Poisson regression models depicting the effects of neighborhood crime and 5-HTTLPR on depressive symptoms (N = 99).

Depressive symptoms
Model 1
Model 2
Model 3
Model 4
b OR b OR b OR b OR





Neighborhood crime .153 (.024) ** 1.165 .061 (.026) * 1.063 .002 (.032) 1.002 .020 (.031) 1.020
5-HTTLPR (1 = ss/sl) .053 (.055) 1.054 .104 (.057) 1.110 .081 (.058) 1.084 .053 (.056) 1.054
Neighborhood crime × 5-HTTLPR .195 (.054) ** 1.215 .096 (.054) 1.101
5-HTT Methylation .233 (.046) ** 1.262
Control variables
 Cigarette consumption .010 (.003) ** 1.010 .009 (.003) ** 1.009 .005 (.004) 1.005
 Age (mean centering) .005 (.003) 1.005 .006 (.003) 1.006 .004 (.003) 1.004
 Single relationship .133 (.065) * 1.142 .128 (.064) * 1.137 .158 (.065) * 1.171
 Education (≤ high school) .329 (.064) ** 1.390 .334 (.064) ** 1.397 .286 (.066) ** 1.331
 Income (≤ $25,000/yr) −.037 (.063) .964 −.040 (.063) .961 −.055 (.064) 0.946
 Residence history −.004 (.062) .996 −.024 (.062) .976 −.027 (.062) 0.973
 Neighborhood disadvantage .010 (.029) 1.010 .021 (.029) 1.021 .020 (.029) 1.020
 Prior depressive symptoms .119 (.012) ** 1.1 .129 (.012) ** 1.138 .131 (.012) ** 1.140
Constant 2.652 (.033) ** 14.182 1.663 (.096) ** 5.275 1.605 (.097) ** 4.978 1.621 (.098) ** 5.058
−2LL 1161.99 996.73 984.20 974.20
Δ chi-square (df = 1) 165.26** 12.53 ** 10.00 **
Statistical power for G × E 96.70%

Notes: Unstandardized (b) and OR = Odds Ratio shown with robust standard errors in parentheses; neighborhood crime is standardized by z-transformation (mean = 0 and SD =1).

p ≤ .10,

*

p ≤ .05,

**

p ≤ .01 (two-tailed tests).

Model 3 added the interaction of 5-HTTLPR with neighborhood crime to Model 2. The difference in deviance between Model 2 and Model 3 was significant (Δχ 2 = 12.53, df = 1, p < .001), indicating that the interaction effect improves the model fit. A standard deviation increase in neighborhood crime if respondents carried one or two copies of the short allele is related to a 21.77% increase in the odds of depressive symptoms. Thus, residing in a high crime neighborhood exerts a substantial mental health burden on residents, particularly those carrying a short allele of the 5-HTTLPR.

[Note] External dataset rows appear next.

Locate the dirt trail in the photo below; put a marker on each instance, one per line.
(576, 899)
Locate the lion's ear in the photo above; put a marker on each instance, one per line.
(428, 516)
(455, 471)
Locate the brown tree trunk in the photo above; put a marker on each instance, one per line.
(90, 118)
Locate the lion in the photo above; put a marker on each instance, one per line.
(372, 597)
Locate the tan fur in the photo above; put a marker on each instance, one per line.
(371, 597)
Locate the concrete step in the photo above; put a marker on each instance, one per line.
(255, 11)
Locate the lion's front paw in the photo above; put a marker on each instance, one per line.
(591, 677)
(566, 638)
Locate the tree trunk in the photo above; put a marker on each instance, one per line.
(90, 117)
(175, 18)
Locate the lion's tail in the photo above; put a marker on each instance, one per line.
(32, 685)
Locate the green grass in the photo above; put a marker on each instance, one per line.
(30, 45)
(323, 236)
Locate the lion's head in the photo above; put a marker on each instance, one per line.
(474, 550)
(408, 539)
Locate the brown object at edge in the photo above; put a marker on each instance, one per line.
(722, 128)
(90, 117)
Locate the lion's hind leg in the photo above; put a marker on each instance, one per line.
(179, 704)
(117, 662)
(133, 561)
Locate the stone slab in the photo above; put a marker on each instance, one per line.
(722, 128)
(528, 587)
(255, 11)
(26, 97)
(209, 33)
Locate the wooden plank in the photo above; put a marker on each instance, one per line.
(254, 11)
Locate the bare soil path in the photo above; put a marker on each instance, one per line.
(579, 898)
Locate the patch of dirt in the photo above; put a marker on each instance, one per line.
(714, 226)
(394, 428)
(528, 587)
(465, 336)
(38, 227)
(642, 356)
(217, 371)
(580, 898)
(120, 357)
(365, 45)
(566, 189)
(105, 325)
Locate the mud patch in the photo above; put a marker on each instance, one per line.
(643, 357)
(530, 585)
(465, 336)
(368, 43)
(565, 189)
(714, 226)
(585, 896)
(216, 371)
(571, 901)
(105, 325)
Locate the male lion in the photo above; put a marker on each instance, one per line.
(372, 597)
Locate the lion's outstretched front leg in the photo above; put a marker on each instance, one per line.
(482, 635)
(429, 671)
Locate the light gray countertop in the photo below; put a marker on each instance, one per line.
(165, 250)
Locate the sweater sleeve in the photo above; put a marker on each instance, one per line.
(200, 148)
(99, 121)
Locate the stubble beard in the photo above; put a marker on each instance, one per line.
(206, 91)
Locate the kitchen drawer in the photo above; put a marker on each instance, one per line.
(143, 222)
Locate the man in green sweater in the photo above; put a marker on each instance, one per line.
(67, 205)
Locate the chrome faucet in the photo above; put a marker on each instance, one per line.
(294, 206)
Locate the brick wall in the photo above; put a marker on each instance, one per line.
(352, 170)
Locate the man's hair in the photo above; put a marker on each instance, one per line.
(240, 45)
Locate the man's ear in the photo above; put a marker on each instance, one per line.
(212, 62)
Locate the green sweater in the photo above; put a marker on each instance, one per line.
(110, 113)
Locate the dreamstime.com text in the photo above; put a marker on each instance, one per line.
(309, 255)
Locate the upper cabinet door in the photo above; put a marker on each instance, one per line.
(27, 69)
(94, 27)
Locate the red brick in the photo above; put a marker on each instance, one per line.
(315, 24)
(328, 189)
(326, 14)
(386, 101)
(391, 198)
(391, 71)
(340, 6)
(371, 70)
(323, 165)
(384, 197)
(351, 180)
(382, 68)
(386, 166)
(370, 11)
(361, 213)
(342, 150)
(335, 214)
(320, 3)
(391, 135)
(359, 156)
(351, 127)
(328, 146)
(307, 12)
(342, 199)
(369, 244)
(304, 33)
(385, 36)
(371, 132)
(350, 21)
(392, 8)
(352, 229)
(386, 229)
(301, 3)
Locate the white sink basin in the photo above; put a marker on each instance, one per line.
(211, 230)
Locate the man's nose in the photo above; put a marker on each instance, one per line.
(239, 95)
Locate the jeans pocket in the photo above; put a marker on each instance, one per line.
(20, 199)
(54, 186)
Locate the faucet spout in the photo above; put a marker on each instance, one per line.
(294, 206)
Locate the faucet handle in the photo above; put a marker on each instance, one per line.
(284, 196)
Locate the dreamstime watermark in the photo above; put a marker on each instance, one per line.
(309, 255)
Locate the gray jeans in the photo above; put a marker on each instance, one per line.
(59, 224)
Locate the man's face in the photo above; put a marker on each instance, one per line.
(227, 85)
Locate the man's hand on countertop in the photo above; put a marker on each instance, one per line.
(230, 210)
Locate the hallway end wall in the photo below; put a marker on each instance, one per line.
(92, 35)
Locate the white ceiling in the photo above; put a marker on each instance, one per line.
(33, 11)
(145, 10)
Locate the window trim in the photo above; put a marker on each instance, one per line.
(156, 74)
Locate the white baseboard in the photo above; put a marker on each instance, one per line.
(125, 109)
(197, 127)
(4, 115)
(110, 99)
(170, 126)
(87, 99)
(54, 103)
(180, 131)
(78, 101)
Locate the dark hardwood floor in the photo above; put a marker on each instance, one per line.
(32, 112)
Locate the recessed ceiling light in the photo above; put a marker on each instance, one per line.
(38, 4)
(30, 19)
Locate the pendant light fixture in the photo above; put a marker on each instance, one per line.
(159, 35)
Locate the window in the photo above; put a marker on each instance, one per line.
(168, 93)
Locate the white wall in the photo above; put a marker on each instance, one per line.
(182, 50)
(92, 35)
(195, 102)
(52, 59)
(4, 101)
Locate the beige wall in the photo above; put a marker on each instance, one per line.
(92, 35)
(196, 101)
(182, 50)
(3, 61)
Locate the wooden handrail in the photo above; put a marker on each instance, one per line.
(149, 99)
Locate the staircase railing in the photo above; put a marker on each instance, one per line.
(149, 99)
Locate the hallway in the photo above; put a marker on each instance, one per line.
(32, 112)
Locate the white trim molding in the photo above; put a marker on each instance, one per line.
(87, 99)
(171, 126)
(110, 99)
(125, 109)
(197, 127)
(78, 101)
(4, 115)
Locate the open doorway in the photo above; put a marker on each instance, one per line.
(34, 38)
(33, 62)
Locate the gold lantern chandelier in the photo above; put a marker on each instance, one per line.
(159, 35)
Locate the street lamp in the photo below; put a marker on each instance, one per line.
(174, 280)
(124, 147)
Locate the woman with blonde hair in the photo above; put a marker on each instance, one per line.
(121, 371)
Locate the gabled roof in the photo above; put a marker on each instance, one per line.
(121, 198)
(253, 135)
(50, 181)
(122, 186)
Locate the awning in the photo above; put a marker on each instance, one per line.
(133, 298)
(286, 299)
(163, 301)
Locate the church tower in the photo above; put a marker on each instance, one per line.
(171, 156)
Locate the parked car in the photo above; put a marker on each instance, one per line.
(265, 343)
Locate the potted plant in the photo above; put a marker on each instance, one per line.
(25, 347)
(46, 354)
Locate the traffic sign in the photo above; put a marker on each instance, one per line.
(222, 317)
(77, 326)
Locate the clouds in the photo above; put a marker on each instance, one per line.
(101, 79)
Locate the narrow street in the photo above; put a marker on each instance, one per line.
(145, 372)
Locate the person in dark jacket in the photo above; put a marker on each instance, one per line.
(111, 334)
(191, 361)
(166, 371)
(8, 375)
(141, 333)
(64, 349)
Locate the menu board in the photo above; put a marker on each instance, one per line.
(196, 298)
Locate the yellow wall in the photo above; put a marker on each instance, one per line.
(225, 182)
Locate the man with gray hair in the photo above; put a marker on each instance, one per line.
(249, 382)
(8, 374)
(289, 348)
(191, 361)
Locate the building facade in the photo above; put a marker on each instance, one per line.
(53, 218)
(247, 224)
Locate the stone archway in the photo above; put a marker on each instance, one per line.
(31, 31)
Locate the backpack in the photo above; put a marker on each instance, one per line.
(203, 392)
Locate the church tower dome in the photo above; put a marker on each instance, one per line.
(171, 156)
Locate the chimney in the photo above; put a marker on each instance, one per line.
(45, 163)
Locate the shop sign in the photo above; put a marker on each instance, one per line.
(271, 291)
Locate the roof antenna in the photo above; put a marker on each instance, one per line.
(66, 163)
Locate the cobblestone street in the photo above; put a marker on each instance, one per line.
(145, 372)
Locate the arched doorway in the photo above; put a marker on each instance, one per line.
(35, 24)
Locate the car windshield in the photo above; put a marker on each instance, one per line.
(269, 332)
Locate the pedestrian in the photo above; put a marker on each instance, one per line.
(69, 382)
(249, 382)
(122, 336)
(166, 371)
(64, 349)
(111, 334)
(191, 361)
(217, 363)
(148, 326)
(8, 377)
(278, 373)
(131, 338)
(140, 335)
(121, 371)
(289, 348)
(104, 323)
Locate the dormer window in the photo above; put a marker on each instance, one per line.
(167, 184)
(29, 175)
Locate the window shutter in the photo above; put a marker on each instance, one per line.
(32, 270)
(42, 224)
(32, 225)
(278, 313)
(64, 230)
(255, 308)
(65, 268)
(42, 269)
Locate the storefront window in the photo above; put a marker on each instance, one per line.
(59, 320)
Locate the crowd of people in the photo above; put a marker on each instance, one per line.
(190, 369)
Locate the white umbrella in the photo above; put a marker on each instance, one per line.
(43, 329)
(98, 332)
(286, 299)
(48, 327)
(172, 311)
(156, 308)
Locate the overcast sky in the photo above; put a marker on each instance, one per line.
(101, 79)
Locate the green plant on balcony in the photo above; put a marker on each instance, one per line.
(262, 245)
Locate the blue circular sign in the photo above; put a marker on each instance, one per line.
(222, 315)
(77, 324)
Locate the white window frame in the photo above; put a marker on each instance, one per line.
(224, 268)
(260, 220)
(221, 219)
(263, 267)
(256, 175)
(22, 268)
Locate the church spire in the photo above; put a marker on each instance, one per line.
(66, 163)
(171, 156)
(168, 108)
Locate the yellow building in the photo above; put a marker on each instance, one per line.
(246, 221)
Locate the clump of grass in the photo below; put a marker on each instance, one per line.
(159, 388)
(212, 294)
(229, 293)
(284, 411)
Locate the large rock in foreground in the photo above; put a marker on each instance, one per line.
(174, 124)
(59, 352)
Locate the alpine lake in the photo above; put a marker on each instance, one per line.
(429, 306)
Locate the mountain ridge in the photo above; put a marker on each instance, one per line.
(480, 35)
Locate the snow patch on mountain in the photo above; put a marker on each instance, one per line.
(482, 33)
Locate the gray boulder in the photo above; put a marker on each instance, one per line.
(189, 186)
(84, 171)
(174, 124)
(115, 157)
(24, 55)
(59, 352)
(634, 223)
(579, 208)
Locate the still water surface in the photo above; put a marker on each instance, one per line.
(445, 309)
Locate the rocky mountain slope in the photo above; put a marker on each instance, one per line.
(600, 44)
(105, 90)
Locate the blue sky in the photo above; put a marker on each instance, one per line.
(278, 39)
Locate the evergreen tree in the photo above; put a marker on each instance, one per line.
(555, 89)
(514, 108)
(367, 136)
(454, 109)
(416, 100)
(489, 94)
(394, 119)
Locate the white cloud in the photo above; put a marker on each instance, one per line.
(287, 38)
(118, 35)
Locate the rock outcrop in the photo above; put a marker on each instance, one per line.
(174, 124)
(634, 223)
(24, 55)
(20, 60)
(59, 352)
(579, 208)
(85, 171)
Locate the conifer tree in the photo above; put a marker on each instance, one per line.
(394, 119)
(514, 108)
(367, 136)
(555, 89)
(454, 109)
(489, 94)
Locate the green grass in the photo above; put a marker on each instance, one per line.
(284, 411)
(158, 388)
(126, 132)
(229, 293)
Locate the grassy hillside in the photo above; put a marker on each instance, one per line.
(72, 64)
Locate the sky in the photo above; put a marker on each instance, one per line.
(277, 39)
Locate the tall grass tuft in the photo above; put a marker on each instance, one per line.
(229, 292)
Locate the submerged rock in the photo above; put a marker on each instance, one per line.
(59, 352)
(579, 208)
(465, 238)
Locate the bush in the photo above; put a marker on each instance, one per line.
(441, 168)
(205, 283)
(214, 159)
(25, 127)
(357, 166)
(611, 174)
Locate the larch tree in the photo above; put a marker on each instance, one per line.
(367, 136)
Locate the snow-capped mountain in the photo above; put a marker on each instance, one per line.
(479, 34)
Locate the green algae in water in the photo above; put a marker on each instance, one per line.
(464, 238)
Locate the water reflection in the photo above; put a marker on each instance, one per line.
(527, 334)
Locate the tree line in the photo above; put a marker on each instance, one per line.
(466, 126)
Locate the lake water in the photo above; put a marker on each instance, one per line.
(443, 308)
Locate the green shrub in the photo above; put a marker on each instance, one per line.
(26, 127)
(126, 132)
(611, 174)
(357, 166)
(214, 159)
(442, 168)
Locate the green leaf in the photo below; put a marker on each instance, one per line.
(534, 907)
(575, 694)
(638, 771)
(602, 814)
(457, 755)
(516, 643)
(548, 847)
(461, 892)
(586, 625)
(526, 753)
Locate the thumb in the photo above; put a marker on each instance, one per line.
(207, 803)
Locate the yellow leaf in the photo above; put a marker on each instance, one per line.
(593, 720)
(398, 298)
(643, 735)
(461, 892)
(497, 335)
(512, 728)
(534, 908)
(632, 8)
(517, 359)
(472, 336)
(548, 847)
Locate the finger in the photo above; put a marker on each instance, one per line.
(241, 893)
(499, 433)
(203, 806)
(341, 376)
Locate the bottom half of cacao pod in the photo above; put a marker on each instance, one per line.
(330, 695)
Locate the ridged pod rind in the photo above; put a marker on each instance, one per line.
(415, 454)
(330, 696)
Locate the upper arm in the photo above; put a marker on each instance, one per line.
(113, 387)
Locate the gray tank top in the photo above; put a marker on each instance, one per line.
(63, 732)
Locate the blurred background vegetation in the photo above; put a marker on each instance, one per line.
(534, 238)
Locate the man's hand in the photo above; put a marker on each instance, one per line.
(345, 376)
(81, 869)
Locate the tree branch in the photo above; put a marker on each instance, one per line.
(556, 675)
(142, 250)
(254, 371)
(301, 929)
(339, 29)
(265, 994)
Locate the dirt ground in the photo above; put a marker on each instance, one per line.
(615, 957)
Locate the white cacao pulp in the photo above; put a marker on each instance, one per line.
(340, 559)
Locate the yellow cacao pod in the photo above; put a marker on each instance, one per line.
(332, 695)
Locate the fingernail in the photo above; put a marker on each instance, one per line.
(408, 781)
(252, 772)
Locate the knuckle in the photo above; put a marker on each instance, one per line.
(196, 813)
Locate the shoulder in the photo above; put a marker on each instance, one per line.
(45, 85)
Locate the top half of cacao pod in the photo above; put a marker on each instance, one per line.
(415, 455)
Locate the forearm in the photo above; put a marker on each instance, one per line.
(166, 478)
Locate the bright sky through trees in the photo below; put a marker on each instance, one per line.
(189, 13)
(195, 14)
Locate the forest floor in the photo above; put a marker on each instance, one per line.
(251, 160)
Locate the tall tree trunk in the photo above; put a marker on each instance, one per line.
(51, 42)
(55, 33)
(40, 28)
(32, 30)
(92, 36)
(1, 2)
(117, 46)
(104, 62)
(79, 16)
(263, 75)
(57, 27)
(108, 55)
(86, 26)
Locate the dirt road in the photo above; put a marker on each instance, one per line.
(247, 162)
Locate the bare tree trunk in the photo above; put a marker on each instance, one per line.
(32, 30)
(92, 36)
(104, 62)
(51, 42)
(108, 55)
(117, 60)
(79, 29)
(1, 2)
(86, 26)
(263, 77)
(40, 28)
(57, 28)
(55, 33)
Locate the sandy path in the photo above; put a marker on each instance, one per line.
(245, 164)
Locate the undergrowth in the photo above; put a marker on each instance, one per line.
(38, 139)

To further examine the interaction of neighborhood crime with the 5-HTTLPR, we plotted the effect in Figure 2 for levels of neighborhood crime ranging from 2 standard deviation (SD) below to 2 SD above from the sample mean. As expected, the graph showed that the association between neighborhood crime and depressive symptoms was significantly steeper for respondents who carried one or two copies of the short allele of 5-HTTLPR (b = .197, p < .001) than for those who carried only the long allele. This supports the hypothesis that individuals carrying the short allele are at increased risk for depressive symptoms in response to neighborhood crime compared to those with the long allele. Further, we followed the procedure developed by Roisman et al. (2012) to adjudicate between the diathesis-stress and differential susceptibility models of G×E. The proportion of interaction index was .38, close to the maximum potential value of 0.5, suggesting a relatively robust finding in favor of the susceptibility model. The results depicted in Figure 2 are consistent with the differential susceptibility model as there is a cross over pattern with a substantial region of significant difference in both the “for better” and “for worse” direction.

Figure 2.

Figure 2

Effect of neighborhood crime on depressive symptoms moderated by 5-HTTLPR. Numbers in parentheses refer to simple slopes with 95% confidence intervals. **p < 0.001.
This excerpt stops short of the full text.